I can go into my external drive here, go to my drum samples, and I’ve got a ton of stuff, and we’ll go check out some That Sound samples. This company is awesome. They’re here in Nashville. I Want That Sound. Go check these guys out. Iwantthatsound.com. They’ve got a bunch of drum sample loop libraries and all kinds of stuff. Kicks, snares, toms, stomps, claps, different vibes.
So go to Future Drums, loops, loops .wav, and now as it is now, you have this window. You can go through all of your loops. If you click this, um…

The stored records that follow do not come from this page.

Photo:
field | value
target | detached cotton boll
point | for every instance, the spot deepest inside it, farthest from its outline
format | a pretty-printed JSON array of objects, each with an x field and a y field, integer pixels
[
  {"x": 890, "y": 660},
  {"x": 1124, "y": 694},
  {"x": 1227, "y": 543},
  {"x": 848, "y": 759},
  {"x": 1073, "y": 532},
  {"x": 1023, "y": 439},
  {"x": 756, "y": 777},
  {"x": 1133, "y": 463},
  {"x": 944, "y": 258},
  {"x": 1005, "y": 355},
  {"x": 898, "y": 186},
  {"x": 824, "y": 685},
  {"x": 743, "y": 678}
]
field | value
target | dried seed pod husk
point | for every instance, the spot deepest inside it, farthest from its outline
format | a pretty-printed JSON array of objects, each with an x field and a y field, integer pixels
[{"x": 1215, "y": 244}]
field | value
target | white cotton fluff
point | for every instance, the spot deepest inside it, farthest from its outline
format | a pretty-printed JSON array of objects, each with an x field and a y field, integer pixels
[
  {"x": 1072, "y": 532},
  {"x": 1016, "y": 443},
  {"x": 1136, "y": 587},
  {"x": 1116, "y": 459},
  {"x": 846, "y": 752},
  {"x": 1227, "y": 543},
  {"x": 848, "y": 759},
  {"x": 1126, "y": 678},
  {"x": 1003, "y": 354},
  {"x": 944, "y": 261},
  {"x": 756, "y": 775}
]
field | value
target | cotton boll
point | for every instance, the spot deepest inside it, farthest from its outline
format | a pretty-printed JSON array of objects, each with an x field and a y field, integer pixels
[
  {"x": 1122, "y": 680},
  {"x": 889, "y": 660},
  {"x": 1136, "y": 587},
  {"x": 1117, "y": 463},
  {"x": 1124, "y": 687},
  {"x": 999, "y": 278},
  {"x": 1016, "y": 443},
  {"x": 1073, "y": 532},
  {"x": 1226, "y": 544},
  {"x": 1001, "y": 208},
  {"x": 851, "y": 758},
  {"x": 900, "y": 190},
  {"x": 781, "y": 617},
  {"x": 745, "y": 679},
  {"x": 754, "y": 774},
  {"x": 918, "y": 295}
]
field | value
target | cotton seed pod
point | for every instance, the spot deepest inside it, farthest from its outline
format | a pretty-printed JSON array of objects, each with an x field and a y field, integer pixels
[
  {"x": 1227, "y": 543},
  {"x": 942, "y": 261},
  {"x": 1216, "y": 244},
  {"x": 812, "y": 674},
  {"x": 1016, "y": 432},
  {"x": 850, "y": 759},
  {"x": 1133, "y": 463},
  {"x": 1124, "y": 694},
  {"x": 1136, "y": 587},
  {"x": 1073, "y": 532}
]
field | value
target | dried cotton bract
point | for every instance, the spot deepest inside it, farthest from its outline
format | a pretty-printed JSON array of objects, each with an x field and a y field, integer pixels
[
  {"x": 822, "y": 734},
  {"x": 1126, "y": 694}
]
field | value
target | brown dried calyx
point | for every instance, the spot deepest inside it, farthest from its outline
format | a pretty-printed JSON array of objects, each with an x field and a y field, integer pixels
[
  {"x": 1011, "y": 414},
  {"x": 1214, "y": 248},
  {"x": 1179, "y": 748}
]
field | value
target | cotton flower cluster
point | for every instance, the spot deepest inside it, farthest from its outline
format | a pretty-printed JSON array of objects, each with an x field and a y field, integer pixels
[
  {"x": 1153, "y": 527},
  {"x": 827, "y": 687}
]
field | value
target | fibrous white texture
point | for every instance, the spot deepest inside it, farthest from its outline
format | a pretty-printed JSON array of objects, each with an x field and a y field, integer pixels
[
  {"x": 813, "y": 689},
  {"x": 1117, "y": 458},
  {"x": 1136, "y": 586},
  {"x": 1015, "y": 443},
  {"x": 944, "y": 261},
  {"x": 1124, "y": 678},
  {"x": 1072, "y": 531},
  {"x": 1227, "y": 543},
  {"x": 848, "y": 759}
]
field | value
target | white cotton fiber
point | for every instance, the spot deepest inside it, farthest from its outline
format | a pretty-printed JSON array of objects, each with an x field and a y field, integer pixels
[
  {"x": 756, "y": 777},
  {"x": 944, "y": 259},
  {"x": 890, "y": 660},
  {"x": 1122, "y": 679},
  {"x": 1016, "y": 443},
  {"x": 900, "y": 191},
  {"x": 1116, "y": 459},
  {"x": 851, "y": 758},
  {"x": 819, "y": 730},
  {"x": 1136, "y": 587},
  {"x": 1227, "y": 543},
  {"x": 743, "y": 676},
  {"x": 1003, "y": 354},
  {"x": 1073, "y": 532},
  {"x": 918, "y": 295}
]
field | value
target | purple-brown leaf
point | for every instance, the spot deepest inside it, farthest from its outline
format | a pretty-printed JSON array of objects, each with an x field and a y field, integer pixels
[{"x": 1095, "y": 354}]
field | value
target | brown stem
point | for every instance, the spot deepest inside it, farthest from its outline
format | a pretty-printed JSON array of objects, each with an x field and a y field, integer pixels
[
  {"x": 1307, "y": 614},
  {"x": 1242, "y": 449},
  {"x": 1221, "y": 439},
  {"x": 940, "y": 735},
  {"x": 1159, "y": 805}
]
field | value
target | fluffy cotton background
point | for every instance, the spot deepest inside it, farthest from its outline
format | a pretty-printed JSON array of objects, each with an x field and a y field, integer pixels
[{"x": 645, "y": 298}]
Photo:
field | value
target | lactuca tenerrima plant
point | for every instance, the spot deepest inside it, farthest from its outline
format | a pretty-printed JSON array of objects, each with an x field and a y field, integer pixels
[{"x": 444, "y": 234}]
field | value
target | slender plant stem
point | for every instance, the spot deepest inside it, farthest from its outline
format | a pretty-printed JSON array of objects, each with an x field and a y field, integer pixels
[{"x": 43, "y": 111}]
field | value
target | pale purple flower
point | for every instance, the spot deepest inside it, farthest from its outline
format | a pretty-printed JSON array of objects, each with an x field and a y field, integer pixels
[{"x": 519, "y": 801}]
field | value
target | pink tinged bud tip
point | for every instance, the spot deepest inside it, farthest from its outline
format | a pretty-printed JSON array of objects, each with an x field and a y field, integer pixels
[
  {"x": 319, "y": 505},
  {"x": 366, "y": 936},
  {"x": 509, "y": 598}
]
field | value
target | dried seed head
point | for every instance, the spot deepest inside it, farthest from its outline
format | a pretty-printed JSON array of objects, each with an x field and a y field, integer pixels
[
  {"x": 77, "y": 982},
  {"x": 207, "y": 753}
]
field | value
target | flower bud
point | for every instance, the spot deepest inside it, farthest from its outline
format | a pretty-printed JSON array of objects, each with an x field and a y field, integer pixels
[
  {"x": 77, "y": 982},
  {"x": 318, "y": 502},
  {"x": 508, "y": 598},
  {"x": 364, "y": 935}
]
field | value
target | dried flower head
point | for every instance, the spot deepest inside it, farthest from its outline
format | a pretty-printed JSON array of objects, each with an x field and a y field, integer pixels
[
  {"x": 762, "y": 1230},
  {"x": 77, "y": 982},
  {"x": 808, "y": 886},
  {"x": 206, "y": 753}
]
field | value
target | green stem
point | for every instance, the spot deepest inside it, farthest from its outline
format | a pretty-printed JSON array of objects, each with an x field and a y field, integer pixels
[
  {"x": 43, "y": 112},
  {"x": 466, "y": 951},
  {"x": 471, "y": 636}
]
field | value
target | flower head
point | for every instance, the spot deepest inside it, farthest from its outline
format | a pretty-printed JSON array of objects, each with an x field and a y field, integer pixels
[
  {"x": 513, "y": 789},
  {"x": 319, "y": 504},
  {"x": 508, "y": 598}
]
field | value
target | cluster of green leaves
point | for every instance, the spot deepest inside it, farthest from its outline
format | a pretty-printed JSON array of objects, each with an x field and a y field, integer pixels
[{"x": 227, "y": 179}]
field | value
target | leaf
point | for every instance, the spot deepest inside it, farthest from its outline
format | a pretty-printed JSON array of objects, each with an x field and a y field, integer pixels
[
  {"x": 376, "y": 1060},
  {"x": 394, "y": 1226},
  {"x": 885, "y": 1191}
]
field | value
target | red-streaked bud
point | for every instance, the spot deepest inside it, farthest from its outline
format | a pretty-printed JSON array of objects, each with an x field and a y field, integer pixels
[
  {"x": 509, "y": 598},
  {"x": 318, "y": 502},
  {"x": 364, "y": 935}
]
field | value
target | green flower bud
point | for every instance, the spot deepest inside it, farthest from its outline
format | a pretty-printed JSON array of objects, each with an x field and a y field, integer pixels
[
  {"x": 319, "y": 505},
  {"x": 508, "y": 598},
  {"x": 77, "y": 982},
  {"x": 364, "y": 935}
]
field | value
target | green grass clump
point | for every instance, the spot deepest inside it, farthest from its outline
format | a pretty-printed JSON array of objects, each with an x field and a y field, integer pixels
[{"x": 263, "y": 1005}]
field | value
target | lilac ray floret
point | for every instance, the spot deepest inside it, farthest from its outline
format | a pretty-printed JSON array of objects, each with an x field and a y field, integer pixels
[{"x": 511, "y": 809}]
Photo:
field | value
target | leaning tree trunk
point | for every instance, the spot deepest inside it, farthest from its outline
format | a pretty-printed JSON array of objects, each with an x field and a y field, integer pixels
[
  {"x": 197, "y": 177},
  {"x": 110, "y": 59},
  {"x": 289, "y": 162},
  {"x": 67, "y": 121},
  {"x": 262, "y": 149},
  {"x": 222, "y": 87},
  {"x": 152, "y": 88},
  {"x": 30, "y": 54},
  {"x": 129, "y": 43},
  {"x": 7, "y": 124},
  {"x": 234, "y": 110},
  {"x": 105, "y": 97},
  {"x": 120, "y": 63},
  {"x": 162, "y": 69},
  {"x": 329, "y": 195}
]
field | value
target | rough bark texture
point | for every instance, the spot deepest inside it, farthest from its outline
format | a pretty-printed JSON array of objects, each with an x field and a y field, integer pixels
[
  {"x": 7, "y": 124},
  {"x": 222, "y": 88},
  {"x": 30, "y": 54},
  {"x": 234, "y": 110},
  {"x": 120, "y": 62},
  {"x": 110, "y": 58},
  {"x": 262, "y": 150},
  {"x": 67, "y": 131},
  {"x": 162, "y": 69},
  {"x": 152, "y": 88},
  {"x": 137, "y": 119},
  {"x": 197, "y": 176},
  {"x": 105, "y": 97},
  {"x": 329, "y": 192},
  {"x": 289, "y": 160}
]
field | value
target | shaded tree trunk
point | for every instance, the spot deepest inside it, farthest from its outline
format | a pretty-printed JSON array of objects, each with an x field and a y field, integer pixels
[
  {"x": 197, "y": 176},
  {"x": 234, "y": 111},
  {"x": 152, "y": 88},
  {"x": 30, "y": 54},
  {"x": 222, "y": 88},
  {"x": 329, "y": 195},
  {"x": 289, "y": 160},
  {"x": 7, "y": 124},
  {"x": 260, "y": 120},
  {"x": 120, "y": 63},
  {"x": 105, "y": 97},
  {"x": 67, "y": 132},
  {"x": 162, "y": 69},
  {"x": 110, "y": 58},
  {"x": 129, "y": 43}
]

Obviously play the loop. If you want to just for playback to audition, you can turn it down a little bit.
So — but if we want to hear what it’ll sound like at the tempo of this session, which is 100 bpm, click this little metronome button here and make it green.
[loop plays at 100 bpm]
You’re going to get it in the tempo of this track.
So let’s just say for, you know, sake of demonstration, that’s what I want to use.
I really just drag it down to your track you made, which is what, this loop 3? And I’m in Grid mode, so it pretty much syncs it to the tempo perfectly, and you can close that. I’m going to clip this gain down.
And that’s it, man. Again, super easy. Option+Semicolon. There’s a helicopter outside. I don’t know if you can hear that, but it’s really loud.
Anyways, I lost my train of thought. That’s it! Again, Option+Semicolon brings up the window. Find your samples and then just drag them to your new track you create, and it automatically syncs them up as long as you have this little metronome icon engaged.
It makes it really fast. There’s no more elastic timing things to the grid, and it taking awhile. I like to work this way if I’m doing pre-production or trying to put down just a song structure really fast if I’m working with writers. I don’t want to spend, like, 45 minutes programming a beat. I just want to grab stuff and throw it in just to see if the song’s going to work to begin with.
Anyways, hope you learned something. A little back to basics. I’m probably going to be doing more of these kind of videos here, along with some mixing stuff too. I’ve got some stuff planned.